Seadrill files for Chapter 11 bankruptcy

November 2017  |  DEALFRONT|  BANKRUPTCY & CORPORATE RESTRUCTURING

Financier Worldwide Magazine

November 2017 Issue


Oil rig firm Seadrill Limited has filed for Chapter 11 bankruptcy protection in the US after agreeing a restructuring plan which will virtually wipe out its existing shareholders.

According to the restructuring deal that the company has struck with a consortium of investors, bank lenders and bondholders, the company will benefit from $1bn in fresh funding which will allow it to maintain its fleet of drilling units and pay creditors and staff. However, Seadrill’s existing shareholders will see their stakes in the company drastically diluted. “Holders of Seadrill common stock will receive approximately 2 percent of the post-restructured equity,” the company said in a statement. Seadrill filed for bankruptcy in federal court in Victoria, Texas, citing liabilities of more than $20bn. Deutsche Bank Trust Co. was listed as the company’s biggest unsecured creditor with bond debt totalling $1.74bn.

The deal has won the approval of more than 97 percent of Seadrill’s secured bank lenders, including DNB, Danske Bank and Nordea, which supported the deal. Around 40 percent of the company’s bondholders and a consortium of investors led by Fredriksen’s Hemen Holding also agreed to the deal. Seadrill expects to emerge from Chapter 11 in six to nine months.

Seadrill has received approval from the court over its first-day motions related to the authority to, among other things, continue to pay employee wages and benefits without interruption, continue to utilise its cash management system and continue to pay all suppliers and vendors in full under normal terms. “Specifically, the company requested authority to pay its key trade creditors and employee wages and benefits without change or interruption. Additionally, the company expects it will pay all suppliers and vendors in full under normal terms for goods and services provided during the chapter 11 cases,” Seadrill said in a statement.

Under the proposal, lenders have agreed to extend the maturity on $5.7bn in debt, with no amortisation payments due until 2020. Should lower-ranking creditors join the proposal, $2.3bn in unsecured bonds would be converted into a 15 percent stake in the company, according to Seadrill.

Centerbridge Partners is investing in the restructuring deal.
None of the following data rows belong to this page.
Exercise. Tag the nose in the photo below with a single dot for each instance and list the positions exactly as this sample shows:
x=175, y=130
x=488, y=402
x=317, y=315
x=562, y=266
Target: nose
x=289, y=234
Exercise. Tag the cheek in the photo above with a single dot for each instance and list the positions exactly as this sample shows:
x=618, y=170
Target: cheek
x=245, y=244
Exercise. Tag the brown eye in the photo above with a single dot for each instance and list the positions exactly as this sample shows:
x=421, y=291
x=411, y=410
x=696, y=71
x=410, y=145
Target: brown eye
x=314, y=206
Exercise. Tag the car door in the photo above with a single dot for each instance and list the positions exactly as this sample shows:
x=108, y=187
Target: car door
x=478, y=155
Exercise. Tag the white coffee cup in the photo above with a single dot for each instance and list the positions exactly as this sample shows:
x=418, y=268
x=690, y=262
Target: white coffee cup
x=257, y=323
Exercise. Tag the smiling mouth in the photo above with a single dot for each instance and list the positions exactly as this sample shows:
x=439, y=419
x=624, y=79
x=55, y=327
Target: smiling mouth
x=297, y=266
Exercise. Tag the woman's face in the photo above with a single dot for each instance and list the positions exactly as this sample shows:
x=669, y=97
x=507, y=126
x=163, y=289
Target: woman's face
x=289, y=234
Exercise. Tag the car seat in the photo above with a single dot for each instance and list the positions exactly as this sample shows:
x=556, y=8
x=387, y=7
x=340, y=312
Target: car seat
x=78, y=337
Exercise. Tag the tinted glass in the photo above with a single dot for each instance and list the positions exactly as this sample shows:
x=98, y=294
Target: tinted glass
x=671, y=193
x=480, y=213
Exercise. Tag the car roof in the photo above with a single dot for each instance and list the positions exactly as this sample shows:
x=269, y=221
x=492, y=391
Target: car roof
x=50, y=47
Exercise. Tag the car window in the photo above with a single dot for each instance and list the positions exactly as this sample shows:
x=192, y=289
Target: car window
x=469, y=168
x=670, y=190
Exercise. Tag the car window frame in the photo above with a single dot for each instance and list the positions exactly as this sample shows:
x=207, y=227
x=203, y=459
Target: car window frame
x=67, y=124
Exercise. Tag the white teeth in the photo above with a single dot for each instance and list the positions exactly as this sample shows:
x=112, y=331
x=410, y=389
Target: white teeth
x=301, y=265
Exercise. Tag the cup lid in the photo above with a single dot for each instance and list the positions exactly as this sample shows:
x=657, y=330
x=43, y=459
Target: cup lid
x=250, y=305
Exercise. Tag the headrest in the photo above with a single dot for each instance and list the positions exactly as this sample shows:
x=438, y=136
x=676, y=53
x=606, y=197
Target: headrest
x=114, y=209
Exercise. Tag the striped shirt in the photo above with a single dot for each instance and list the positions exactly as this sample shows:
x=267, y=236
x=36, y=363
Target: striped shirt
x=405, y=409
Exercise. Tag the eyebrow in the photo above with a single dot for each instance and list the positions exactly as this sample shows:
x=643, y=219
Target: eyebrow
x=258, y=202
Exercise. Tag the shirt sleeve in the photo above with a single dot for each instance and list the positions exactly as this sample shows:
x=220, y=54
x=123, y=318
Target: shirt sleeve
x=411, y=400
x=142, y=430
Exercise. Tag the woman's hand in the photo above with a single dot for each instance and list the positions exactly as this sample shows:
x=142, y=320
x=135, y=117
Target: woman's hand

Aristeia Capital and Man Group Plc’s GLG unit, as well as Saba Capital LP, Whitebox Advisors, ARCM and Fintech will also invest in the new secured notes and equity. “We are excited to invest alongside Hemen,” said Jed Hart of Centerbridge Partners Europe, which will be in the restructuring deal. “We view Seadrill as a high-quality, global business with a top-tier employee base that will be well positioned when the industry recovers.”

“The restructuring agreement we signed today is a comprehensive plan that raises over $1 billion of new capital, is underpinned by Hemen Holding Ltd., our largest shareholder, and is overwhelmingly supported by our banks and approximately 40 percent of our bondholders. This is a testament to our position in the sector, having a large, modern fleet, a top-quality customer base and a proven operating track record. With our improved capital structure, we will be in a strong position to capitalise when the market recovers,” said Anton Dibowitz, chief executive and president of Seadrill Management Ltd. “The continued focus and dedication of all our employees throughout this process has been exceptional. It is due to our people’s commitment to deliver safe, efficient operations day in, day out that we have succeeded in reaching this restructuring agreement.”

Seadrill owns or leases about 51 drilling rigs, representing more than 6 percent of the global fleet, according to a court filing. It employs around 4780 workers, down from about 9500 at the end of 2014. The company is also under contract to build 14 new rigs, and the counterparties in those deals did not reach deals to support the driller’s bankruptcy plan. Seadrill has endured a difficult couple of years; indeed, the company’s shares have fallen more than 99 percent from their 2013 peak. Accordingly, Seadrill has been in protracted, year-long negotiations with its creditors to adjust its debt obligations.

As part of the deal, the company has 90 days to shop for an alternative offer, chief financial officer Mark Morris said in a court filing.